The Preamble to the Bill of Rights says, in part, “The Conventions of a number of the States, having at the time of their adopting the Constitution, expressed a desire, in order to prevent misconstruction or abuse of its powers, that further declaratory and restrictive clauses should be added: And as extending the ground of public confidence in the Government, will best ensure the beneficent ends of its institution….”

The “its” refers to the Constitution’s powers, and “the Government” refers to the Federal Government. In other words, the purpose of the federal Bill of Rights is to clarify the limits of Federal Government power. Its purpose is *not* to limit the state governments’ powers IN ANY WAY.

Rep. James Madison proposed an amendment in the First Congress that would have given federal judges veto power over state laws related to speech, press, and religion. That was the only one of his amendment proposals that Congress did not adopt. Why? Because the purpose of the Bill of Rights was to limit the Federal Government’s powers, not to give it additional power vis-a-vis the states.

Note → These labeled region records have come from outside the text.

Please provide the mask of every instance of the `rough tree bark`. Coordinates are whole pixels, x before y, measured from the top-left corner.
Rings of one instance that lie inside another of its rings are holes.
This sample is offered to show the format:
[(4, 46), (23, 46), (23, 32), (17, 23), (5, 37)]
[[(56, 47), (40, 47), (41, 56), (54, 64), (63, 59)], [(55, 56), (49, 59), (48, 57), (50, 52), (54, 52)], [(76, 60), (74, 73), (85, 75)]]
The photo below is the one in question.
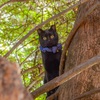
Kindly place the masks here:
[(33, 100), (24, 89), (18, 65), (0, 57), (0, 100)]
[[(100, 0), (90, 0), (79, 7), (76, 22)], [(100, 54), (100, 6), (97, 7), (77, 30), (69, 49), (65, 64), (65, 73), (88, 59)], [(82, 72), (60, 86), (59, 100), (74, 98), (100, 87), (100, 64)], [(83, 97), (79, 100), (100, 100), (100, 93)]]

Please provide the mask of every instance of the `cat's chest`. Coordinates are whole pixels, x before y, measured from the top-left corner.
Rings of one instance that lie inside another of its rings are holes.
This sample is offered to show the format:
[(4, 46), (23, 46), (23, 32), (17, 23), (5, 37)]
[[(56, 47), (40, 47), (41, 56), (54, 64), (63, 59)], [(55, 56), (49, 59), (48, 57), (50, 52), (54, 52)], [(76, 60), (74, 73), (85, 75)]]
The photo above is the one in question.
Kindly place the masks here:
[(42, 58), (45, 62), (54, 62), (56, 60), (60, 60), (61, 52), (58, 53), (42, 53)]

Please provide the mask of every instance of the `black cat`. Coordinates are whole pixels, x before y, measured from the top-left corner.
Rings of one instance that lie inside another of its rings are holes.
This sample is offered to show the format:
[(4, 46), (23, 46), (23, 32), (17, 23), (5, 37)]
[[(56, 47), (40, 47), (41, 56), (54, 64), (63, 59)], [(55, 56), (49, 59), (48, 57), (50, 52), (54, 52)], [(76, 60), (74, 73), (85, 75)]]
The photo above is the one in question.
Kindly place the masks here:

The Incorporation Doctrine is a bogus left-wing invention that has been used for almost uniformly pernicious purposes since it saw the light of day 7 decades ago. Under the Incorporation Doctrine (the idea that federal courts can use twisted readings of their favorite Bill of Rights provisions against the states), federal courts have made flag burning a right, banned capital punishment in general, banned capital punishment of child rapists, banned school prayer, excluded certain evidence against criminal defendants, banned Nativity Scenes from public places, et cetera. And now you want them to apply this same unconstitutional doctrine to a new area of law.

Gun ownership will never be unregulated. Retarded people, insane people, blind people, felons, children, and various others will not be allowed to possess weapons. People who are allowed to possess weapons will never be allowed to take them anywhere they want anytime they want. The issue is who decides what the regulations will be.

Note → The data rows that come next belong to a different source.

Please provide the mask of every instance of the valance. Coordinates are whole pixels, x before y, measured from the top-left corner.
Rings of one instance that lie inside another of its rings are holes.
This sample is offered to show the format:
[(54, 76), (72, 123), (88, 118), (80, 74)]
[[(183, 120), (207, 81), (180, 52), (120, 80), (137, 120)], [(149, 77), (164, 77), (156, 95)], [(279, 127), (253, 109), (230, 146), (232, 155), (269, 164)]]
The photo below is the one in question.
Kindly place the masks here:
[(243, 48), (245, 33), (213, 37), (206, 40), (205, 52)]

Since the founding of Virginia in 1607, state authorities have had control over such questions. But you want them to be decided by unelected, unaccountable federal judges — the same ones who ban school prayer and Nativity Scenes and capital punishment of child rapists and so on. The model of government you are advocating is un-American.

But I predict that you are going to get your way. Federal Courts rarely refuse to take states’ power for themselves.